Edges: R U2 R2 U2 R2 U2 R
Corners: (R U R' U') x3

So take a quick look at those algs(which BTW are both 2Gen):
The first one only affects the edges, while the second only affects the corners. So, firstly, orient the edges in the F2B2 group and orient the corners.

Edges:
Solve the edges first usuing the first alg and using UR as your piece that will be switching out, and DR as the piece that you will be shooting to.
Some setup moves are pretty intuitive. But we have a few setup moves(also like what shoudl you do) that are a problem.. what if you have to shoot to UF or UB?


Corners:
Look at what the alg affects, it affects the URF and DRF(it swicthes those 2 without messing the orientation) and it also affects URB and UBL(swicthes but messes the orientation up). So you would use URF as the piece that gets swicthed out, and DRF as the piece that you shoot to. The problem is:
What if you have to shoot into UFL or URB or UBL?


So overall I think the edges are a good idea,but the corners are kind of tricky, if anyone could help me perfect and rinse out all of the glitches of this BLD system(thats based of Pochmann) that would be very helpfull.


----------



## cmhardw (May 24, 2008)

Here are all the commutators for all 3 cycles using UFR, and shooting to any sticker of one of the side effect corners, then to the "target" sticker of the other side effect corner. I am using UBL and UBR as the side effect corners here. Again I only have a beginners knowledge of M2 type methods, so I assume if you have to shoot to the side effect, you also will complete the cycle to the other piece in the side effect area, and even then to the target sticker? I am asking because I am unsure.

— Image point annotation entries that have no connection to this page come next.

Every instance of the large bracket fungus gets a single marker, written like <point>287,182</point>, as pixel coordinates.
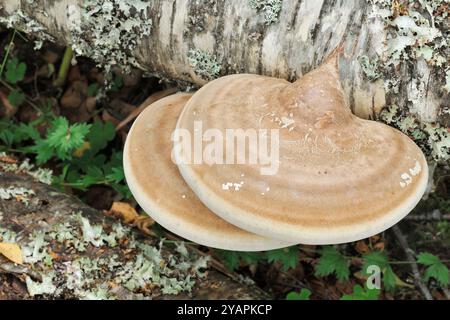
<point>339,178</point>
<point>335,178</point>
<point>159,188</point>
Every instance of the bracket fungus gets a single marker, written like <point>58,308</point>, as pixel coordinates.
<point>337,178</point>
<point>158,187</point>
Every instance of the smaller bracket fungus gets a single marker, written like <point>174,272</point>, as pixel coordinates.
<point>338,178</point>
<point>158,187</point>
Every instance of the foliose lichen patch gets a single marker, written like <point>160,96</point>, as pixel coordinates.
<point>20,20</point>
<point>417,36</point>
<point>204,64</point>
<point>270,8</point>
<point>108,31</point>
<point>432,138</point>
<point>143,269</point>
<point>43,175</point>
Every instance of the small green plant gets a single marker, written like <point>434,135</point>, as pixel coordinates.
<point>381,260</point>
<point>435,268</point>
<point>360,293</point>
<point>288,257</point>
<point>332,261</point>
<point>76,149</point>
<point>304,294</point>
<point>15,71</point>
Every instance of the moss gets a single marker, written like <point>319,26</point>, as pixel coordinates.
<point>270,8</point>
<point>204,64</point>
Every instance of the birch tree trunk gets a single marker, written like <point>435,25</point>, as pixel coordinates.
<point>240,38</point>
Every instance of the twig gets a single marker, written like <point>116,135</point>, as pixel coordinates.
<point>64,68</point>
<point>7,52</point>
<point>154,97</point>
<point>410,257</point>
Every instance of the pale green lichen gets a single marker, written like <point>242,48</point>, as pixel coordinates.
<point>7,235</point>
<point>85,278</point>
<point>446,87</point>
<point>39,288</point>
<point>22,21</point>
<point>36,249</point>
<point>108,31</point>
<point>370,67</point>
<point>416,33</point>
<point>270,8</point>
<point>204,64</point>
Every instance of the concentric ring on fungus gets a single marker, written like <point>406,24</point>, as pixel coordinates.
<point>340,178</point>
<point>160,190</point>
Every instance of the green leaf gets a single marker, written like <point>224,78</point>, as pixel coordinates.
<point>15,71</point>
<point>435,268</point>
<point>7,136</point>
<point>26,131</point>
<point>389,279</point>
<point>381,260</point>
<point>359,293</point>
<point>16,97</point>
<point>100,134</point>
<point>229,258</point>
<point>304,294</point>
<point>43,150</point>
<point>287,256</point>
<point>116,175</point>
<point>332,261</point>
<point>64,138</point>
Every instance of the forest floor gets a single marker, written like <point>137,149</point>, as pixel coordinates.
<point>46,93</point>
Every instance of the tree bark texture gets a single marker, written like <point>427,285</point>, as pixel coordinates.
<point>241,40</point>
<point>79,274</point>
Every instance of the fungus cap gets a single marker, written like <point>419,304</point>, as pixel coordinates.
<point>339,178</point>
<point>160,190</point>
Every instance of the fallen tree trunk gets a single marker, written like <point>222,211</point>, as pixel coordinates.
<point>195,41</point>
<point>72,251</point>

UFR->RBU->LUB: F' L U2 L' F L F' U2 F L'
UFR->URB->LUB: R' F' R B' R' F R B
UFR->BUR->LUB: R B L B' R' B L' B'
UFR->LUB->RBU: L F' U2 F L' F' L U2 L' F
UFR->UBL->RBU: F R2 F L2 F' R2 F L2 F2
UFR->BLU->RBU: B2 D B' U2 B D' B' U2 B'

Does that help?
Chris


----------



## Lucas Garron (May 24, 2008)

Shoot BR:
U2 R U2 R U2 R2 U2 R2 U2 R U2 R' U2
U2 R U2 R' U2 R2 U2 R2 U2 R' U2 R' U2
FR: Conjugate by R

(Or U2R/U2R' setup into H)

Shoot L-edges: Setup to UL, H-perm

Shoot UF: R2U'R'U'R2URURU2'R
Shoot UB: R2URUR2'U'R'U'R'U2R'

You could also use MU algs for, say DF.

I think its a nice idea, but practically too slow. And whenever I consider a BLD method, I always consider if I think it's fast enough to be practical.
However, it may turn out to be easy or have other significant redeeming features, enough to be worth it.


----------



## Lotsofsloths (May 24, 2008)

Well Lucas the corners are very inaffective I agree but the alg for the edges and the setup moves are very fast.

As for the algs, I CAN shoot to these positions;
DF 
DL 
DB
DR
RF
FL
BL
BR
UL
(UR, just replace it with an unsolved piece)
but I don't know what do if I have yo shoot to THESE positions:
UB 
UF
because those are the 2 pieces that just swicth and do nothing(switch just because you can't only swicth just 2 pieces)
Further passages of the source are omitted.